The BAFTA-winning and Salford born writer-director Mike Leigh has announced that he will be making a film about the infamous Peterloo Massacre of 1819.

Leigh, in an exclusive interview with Screen Magazine, The BAFTA-winning writer-director, said that he intends to shoot the film in 2017 and will re-team with DoP Dick Pope, who was Oscar-nominated for his camerawork on last year’s Cannes Competition title Mr. Turner.

“There has never been a feature film about the Peterloo Massacre,” Leigh said. “Apart from the universal political significance of this historic event, the story has a particular personal resonance for me, as a native of Manchester and Salford.”

According to the magazine, “Re-joining Leigh and his regular producer Georgina Lowe will be Mr. Turner executive producer Gail Egan (The Constant Gardener) and the same film’s assistant producer Helen Grearson, who will serve as associate producer.

“The film, currently in development with Film4, is being lined up as the director’s biggest budget feature to date after latest effort Mr. Turner became the filmmaker’s biggest-grossing title to date, taking more than £6.8m in the UK alone.”

The events at Peter’s Fields in August 1819 are firmly embedded in Manchester’s history when eighteen people were killed and over six hundred were injured during a peaceful demonstration for electoral reform.

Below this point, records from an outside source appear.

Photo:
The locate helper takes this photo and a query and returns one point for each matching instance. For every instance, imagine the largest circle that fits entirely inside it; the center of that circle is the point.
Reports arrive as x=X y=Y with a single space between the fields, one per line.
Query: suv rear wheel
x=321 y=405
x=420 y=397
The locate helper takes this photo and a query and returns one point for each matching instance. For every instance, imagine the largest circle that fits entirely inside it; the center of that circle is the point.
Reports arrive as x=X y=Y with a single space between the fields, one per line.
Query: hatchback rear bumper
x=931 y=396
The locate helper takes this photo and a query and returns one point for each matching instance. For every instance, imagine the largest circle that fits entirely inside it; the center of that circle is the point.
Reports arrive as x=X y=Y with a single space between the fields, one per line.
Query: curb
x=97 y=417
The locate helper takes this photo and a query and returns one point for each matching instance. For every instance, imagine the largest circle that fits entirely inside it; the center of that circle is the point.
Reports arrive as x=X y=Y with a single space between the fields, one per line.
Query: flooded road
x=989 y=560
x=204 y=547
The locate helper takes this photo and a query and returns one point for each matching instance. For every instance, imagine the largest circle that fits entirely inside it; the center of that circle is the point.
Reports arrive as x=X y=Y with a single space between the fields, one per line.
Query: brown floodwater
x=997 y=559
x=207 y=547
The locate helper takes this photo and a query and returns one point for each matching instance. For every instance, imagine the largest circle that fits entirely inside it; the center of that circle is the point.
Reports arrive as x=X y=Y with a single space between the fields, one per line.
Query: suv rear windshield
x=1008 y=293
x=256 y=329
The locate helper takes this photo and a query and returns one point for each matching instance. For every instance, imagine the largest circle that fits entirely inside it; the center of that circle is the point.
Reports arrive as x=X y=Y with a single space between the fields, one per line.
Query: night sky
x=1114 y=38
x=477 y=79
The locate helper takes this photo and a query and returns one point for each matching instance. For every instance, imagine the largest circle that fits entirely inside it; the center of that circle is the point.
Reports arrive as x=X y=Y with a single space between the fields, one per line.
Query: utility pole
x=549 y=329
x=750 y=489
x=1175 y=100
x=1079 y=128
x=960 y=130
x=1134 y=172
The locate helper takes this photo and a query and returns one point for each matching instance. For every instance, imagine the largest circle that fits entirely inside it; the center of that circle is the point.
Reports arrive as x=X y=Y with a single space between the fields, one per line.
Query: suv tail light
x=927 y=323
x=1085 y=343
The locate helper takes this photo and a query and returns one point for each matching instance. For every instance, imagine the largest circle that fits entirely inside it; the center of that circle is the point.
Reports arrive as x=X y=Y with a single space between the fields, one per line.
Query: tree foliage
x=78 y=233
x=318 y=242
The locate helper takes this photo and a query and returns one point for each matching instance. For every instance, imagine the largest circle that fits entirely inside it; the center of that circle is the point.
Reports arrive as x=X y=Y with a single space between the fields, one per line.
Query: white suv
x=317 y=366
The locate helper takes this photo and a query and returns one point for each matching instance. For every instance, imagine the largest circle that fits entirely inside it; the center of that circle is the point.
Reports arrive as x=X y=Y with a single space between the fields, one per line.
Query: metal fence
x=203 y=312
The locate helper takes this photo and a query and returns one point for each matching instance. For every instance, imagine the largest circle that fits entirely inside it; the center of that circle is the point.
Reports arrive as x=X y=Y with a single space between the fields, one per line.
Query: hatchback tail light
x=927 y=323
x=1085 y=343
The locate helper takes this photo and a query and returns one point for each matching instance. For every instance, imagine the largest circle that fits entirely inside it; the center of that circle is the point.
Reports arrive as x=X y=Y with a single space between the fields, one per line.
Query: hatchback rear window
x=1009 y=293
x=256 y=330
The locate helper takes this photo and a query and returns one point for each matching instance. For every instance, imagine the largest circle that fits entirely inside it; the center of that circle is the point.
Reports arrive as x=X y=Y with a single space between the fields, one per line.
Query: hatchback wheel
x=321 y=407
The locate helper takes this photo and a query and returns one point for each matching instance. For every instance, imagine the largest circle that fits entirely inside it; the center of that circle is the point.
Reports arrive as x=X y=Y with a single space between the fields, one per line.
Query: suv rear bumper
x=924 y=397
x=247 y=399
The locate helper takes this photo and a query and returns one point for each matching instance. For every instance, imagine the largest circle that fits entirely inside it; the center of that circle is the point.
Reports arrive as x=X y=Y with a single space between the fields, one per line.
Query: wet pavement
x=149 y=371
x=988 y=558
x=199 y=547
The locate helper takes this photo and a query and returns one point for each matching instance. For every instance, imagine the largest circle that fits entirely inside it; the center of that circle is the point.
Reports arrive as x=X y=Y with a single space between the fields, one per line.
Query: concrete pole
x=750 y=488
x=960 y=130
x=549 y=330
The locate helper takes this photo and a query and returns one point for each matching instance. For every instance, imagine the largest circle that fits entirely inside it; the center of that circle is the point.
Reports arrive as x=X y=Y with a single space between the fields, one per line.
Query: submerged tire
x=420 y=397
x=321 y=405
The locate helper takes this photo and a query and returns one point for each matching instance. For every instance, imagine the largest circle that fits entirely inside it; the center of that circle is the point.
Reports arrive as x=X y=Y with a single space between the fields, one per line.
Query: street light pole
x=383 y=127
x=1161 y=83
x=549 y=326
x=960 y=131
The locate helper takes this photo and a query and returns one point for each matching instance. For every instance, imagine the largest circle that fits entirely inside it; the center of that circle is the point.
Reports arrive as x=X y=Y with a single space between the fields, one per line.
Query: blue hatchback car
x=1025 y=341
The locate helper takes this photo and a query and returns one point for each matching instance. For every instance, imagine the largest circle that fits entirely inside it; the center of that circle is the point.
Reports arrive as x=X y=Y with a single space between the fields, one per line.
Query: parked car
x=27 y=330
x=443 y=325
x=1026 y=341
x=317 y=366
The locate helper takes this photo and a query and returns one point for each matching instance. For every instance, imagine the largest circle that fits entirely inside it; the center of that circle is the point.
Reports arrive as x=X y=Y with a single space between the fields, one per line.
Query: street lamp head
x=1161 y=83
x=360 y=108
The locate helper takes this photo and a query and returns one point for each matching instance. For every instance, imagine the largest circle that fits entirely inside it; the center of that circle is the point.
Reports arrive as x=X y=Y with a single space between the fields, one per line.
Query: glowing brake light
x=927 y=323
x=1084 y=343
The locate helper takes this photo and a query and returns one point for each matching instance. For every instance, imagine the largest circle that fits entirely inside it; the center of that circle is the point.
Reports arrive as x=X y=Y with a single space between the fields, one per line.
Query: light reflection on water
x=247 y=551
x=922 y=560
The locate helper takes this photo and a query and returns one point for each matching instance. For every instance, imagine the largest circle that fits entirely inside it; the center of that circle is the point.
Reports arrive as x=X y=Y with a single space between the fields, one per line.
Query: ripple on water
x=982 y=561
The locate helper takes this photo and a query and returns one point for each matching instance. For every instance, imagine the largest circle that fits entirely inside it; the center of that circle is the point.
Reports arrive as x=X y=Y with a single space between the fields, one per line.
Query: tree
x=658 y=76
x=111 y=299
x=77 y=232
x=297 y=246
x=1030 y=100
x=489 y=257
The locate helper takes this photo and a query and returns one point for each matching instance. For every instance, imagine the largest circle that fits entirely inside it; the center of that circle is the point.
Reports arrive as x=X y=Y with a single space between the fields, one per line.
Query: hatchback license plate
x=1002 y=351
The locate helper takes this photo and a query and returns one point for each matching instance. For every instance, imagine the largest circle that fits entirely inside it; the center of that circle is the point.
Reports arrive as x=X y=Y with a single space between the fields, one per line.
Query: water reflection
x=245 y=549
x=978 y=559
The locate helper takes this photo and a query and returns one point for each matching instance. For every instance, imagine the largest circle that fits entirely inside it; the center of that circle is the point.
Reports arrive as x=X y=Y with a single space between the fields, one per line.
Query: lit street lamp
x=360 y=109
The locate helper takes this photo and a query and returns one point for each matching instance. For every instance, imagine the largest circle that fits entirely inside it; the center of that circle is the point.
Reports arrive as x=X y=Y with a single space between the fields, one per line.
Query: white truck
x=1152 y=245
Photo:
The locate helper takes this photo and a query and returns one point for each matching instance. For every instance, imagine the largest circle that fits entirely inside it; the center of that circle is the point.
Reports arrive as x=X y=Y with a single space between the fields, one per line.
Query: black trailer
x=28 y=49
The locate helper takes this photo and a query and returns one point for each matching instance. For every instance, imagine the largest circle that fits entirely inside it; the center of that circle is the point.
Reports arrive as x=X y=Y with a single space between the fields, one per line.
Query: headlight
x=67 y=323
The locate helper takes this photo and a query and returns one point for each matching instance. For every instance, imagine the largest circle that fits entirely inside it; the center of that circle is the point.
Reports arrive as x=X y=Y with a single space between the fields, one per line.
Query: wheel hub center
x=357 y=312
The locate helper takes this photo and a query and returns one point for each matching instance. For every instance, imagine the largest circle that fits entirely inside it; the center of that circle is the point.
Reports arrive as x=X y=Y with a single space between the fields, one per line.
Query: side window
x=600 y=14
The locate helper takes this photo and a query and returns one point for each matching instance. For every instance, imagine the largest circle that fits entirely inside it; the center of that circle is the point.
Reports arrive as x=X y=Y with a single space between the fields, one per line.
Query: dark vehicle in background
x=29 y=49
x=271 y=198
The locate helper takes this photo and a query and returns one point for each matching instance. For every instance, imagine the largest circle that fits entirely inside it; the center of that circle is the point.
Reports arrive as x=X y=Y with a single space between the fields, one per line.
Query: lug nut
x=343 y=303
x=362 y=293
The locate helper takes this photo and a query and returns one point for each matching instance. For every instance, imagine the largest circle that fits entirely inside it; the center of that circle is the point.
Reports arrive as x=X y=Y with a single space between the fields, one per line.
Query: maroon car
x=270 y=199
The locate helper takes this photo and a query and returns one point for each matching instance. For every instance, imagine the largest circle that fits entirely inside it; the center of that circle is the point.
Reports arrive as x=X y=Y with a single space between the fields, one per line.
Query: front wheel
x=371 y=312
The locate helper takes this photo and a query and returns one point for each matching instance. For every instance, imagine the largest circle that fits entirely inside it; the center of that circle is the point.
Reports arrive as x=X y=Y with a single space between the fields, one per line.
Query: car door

Local magistrates, watching from a window near the field, panicked at the sight of the large crowd assembled and read the riot act, effectively ordering what little of the crowd could hear them to disperse.

The Yeoman’s guard, allegedly fuelled by drink charged with bayonets fixed into a field of over fifty thousand who had gathered that Monday morning to hear speakers call for parliamentary reform.

The events of that day would inspire Shelley to write his poem which was banned for thirty years, and would be dubbed Peterloo, after the battle of Waterloo four years earlier.